Live Reviews

Boy Kill Boy – Carling Live 24 on board the Silver Sturgeon, London

29 April 2006


It’s 11am on a Saturday morning and, while most of London is either licking its wounds after Friday night or getting stuck into some hardcore DIY, musicOMH is about to get on a boat.

Foolish perhaps, considering that, this being an event sponsored by a leading lager brand, there will undoubtedly be lashings of the stuff for the taking, and your reporter’s sea legs are notoriously ropey. The rabble of loosely associated indie types gathered around a pier alongside Tower Bridge, like a school trip from the Camden school of rock ‘n’ roll posturing, are not only gathering a few awkward looks from the tourists, but mostly look like they haven’t woken up yet.

However, cue the entrance of several cameras and associated furry sound devices all clambering after some guy from MTV and it’s like the adrenalin enema has kicked in and everyone is ready for some free beer and being told when to clap and cheer.
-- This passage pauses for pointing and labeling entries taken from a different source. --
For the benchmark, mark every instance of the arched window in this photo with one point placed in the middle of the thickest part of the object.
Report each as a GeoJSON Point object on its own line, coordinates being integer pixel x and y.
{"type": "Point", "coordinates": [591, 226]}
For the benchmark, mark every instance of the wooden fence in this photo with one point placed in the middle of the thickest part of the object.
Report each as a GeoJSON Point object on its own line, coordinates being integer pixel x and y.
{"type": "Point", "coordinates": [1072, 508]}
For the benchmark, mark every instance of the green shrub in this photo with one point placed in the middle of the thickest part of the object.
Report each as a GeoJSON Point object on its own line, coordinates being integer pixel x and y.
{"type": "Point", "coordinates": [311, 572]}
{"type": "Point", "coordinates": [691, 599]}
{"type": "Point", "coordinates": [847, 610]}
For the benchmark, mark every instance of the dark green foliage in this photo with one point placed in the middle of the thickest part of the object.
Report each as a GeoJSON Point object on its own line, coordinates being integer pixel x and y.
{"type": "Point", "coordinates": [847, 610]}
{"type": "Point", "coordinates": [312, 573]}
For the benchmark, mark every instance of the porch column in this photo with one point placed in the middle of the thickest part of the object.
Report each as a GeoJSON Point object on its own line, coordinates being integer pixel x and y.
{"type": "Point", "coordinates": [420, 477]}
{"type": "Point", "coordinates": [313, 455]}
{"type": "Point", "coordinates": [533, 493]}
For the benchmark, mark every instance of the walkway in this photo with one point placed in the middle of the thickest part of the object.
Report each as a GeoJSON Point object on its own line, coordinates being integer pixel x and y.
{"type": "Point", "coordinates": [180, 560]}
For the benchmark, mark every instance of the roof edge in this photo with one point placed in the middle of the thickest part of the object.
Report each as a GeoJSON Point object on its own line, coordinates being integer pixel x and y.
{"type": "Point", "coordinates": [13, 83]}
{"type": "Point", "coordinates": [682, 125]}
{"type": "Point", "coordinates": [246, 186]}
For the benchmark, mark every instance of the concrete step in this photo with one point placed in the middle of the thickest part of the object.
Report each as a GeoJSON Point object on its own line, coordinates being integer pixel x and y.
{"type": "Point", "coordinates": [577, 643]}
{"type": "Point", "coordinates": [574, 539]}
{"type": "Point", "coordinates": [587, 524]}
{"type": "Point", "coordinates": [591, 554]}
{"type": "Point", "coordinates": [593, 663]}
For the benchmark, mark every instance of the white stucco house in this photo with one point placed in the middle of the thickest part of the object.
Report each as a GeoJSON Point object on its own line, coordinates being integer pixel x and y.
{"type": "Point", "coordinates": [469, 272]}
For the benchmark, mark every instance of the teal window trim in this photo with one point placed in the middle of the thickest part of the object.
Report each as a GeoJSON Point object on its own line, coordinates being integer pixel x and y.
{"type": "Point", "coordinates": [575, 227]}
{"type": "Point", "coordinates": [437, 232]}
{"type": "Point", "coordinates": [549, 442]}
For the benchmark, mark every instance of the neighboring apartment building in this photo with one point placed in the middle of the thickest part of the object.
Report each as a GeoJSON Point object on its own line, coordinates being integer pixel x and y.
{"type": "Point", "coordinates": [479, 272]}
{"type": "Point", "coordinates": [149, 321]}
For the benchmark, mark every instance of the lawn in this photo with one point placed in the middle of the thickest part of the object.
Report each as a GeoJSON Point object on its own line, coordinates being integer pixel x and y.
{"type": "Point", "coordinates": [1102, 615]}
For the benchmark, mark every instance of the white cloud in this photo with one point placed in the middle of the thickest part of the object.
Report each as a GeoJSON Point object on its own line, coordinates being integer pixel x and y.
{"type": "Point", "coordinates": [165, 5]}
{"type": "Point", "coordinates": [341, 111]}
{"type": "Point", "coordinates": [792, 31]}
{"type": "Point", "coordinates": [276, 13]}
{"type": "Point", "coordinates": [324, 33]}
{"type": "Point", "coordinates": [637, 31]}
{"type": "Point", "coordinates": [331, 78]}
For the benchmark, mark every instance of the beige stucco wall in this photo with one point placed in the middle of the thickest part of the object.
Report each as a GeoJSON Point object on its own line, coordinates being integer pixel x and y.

This is by no means Boy Kill Boy’s fault. It’s not easy to create an atmosphere in unusual gig scenarios, especially ones which are doing U-turns down the Thames with Titanic confidence.

The flashing lights come on, someone with a clipboard raises a hand and they kick off with a bravado laced Cheaper, apparently for ‘levels’. It’s impossible not to be just a little bit apathetic towards the whole thing. Boy Kill Boy may peddle out the big shiny choruses, stadium welcoming breakdowns and have the mandatory guy on keyboards, but they just seem a little, excuse the pun, wet. Civil Sin comes straight out the same pod, starting like a beer boy Interpol, before turning into The Killers if they actually wrote songs about things rather than random scrawling. Likewise, On And On clatters along before unloading a chorus Feeder would be proud of, with some Jimmy Eat World emo oooing and cooing.

When they do find some edge they show the potential that threatens to make them Leytonstone’s hotter-than-Hitchcock new exports. On And On is brooding and atmospheric, a textbook synth led indie pop song, building into a Britpop-esque chorus. It might not be genre defining, but you get the feeling that if this is what Boy Kill Boy are peddling then this is one of the few occasions when they get it right.

Cameras off, lights down and suddenly we find ourselves docked in London’s theme park for the ridiculously wealthy, or for non-locals, Chelsea. MTV guy makes a swift exit, leads and cables are packed up and the vessel is wiped down no doubt for a society wedding reception. You get the impression that the Sex Pistols would have struggled to have turned this into the free-spirited free-flowing jaunt that it was meant to be, there wasn’t really much hope for Boy Kill Boy.